Local Meeting Transcription
Drop a Zoom recording in. Get a timestamped, speaker-labeled transcript out. Everything runs locally — no audio leaves your machine.
A local government office needed transcripts of their weekly council meetings. The recordings were Zoom files — sometimes over an hour long, multiple speakers, cross-talk, varying audio quality. They needed to know who said what and when.
Cloud transcription services could handle it, but the content included sensitive municipal discussions — budget decisions, personnel matters, legal deliberations. Uploading that audio to a third-party server wasn't acceptable. They needed a solution that ran entirely on their own hardware.
I built a single-command pipeline that takes any audio or video file and produces a complete, speaker-labeled transcript as both plaintext and formatted PDF. The entire process runs locally on a GPU-equipped server with no internet connection required.
The pipeline runs in five stages: audio extraction from the source file, speech-to-text transcription using NVIDIA's Parakeet model through NeMo, speaker diarization using pyannote.audio to identify who's talking when, alignment of the transcript text with speaker labels, and formatted output generation with timestamps and speaker names.
Long recordings are automatically chunked into segments with overlap to stay within GPU memory limits — the system handles multi-hour meetings on a 12GB card without running out of memory. Speaker names can be mapped through a simple config file so the output reads "Mayor Smith" instead of "Speaker 01."
Timestamped, speaker-labeled transcript — motions, votes, and discussion automatically attributed to individual speakers.
Organized output — date-stamped directory with transcript files and formatted PDFs ready to file or distribute.
Fully Local Processing — Every model runs on local hardware. No audio is uploaded anywhere. No API keys needed. No subscription costs. Once installed, it runs indefinitely with no ongoing expenses.
Automatic Speaker Identification — The system identifies individual speakers and labels every line of the transcript with who said it. It handles cross-talk, interruptions, and varying numbers of participants without manual configuration.
Long Recording Support — Recordings of any length are handled automatically. The system chunks long audio into overlapping segments, transcribes each one, and stitches the results together seamlessly. Multi-hour recordings work on modest hardware.
Multiple Input Formats — Accepts MP4, M4A, MP3, WAV, MKV, MOV, AAC, FLAC, and OGG. Zoom recordings work directly without conversion.
Formatted Output — Produces both plaintext and PDF transcripts with timestamps, speaker labels, and clean formatting.
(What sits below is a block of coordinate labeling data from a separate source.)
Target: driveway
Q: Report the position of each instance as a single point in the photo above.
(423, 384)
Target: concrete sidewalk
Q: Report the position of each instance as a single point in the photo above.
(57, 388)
Ready to file, share, or use as input for further processing.
Batch Processing — Drop multiple recordings into the input folder and the system processes them all sequentially. Already-processed files are skipped automatically.
Speaker Name Mapping — A simple JSON config maps generic speaker labels to real names. Set it once for recurring meetings and every future transcript uses the correct names.
Drop-In Architecture — No daemon, no service, no persistent state. The tool runs when called and exits when done. Designed to be invoked by other systems — an AI assistant, a cron job, a wrapper script — so it fits into existing workflows rather than requiring everything to revolve around it.
This tool was built for a specific client and is in active use. It processes weekly meeting recordings on local hardware with no cloud dependency and no ongoing subscription costs. The output serves as the basis for official records.
A 2.5-hour recording produces a complete speaker-labeled transcript in roughly 10-15 minutes of processing time on a single 12GB GPU.
Built from scratch in Python to solve a specific real-world problem for a real client. No wrapper around an existing product — a custom pipeline designed around the actual workflow and privacy requirements of the use case.
If your organization records meetings, interviews, hearings, or any other audio that needs transcription — and you can't or don't want to send that audio to a cloud service — this is the kind of tool I build. The transcription pipeline is adaptable to different formats, different output templates, and different hardware configurations.
It's also an example of how I approach projects generally: understand the actual workflow, identify the real constraints (in this case, privacy and cost), and build a tool that fits the problem rather than forcing the problem to fit an existing product.